Journey One / Chapter 16

Western China

January 2016

Travelling through two Westernmost chinese provinces - Uyghur Autonomous Region of Xinjiang and the Gansu Province, whose areas are mostly covered by deserts and mountains.

As I entered the China from the westernmost border with Kyrgyzstan, I come to the largest, yet most sparsely populated region of China - the Uyghur Autonomous Region of Xinjiang, which is inhabited by great number of ethnic minorities, most prominently by Uyghurs, old turkic nation closely related to nations of central asian countries. While the largest city in the region is Urumqi in the north, this city has been largery re-developed by china and nowadays looks same as any other chinese city. Nevertheless, ancient silk road city of Kasghar still manages to keep its ancient charm, and still serves as an important point of trade and as cultural melting point, where west meets the east.

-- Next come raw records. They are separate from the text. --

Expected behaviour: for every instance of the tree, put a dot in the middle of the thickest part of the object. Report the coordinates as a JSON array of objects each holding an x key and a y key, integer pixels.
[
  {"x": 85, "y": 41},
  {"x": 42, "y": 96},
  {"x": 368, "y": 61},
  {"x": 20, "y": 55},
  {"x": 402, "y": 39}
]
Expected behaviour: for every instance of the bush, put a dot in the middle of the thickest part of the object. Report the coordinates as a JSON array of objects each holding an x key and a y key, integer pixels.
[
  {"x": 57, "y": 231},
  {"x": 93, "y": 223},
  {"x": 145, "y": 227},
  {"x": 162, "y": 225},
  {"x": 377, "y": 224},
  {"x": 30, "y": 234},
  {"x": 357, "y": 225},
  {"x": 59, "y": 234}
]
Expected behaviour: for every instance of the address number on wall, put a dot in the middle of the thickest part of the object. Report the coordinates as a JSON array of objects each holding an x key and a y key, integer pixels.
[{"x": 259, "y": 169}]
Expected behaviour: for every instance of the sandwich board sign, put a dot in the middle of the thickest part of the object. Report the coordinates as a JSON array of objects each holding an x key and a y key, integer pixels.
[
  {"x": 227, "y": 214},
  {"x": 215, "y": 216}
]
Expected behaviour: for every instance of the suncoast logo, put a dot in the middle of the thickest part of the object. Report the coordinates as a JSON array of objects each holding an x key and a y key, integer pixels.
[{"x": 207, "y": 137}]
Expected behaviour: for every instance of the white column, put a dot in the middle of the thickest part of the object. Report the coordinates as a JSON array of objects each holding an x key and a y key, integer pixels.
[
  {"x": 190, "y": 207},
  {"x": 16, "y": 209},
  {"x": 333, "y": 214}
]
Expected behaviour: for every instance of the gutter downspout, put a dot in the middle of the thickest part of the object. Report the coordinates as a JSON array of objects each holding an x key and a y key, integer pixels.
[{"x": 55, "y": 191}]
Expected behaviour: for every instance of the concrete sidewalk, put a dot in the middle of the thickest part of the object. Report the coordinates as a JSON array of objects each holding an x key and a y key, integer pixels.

After thousdants of kilometers of travels through vast expanses of Xinjiang province, mostly through Taklamakan and Gobi deserts, I came to Gansu province, westernmost part of ancient China. The whole province is basically a long depressed corridor (known as Hexi Corridor) between Qilian Mountains and Tibetan Plateau on the south and the Loess Plateau and Gobi desert on the north. It is here where easternmost outpost of China have been historically, such as Dunhuang trade city with famous Mogao Caves or Jiaiu Pass Fortress and western end of the Great Wall. Arid in similar way as Xinjiang, scenery mostly changes from various mountains to deserts to steppes, with fertile area beginning at the very eastern end near Shaanxi province.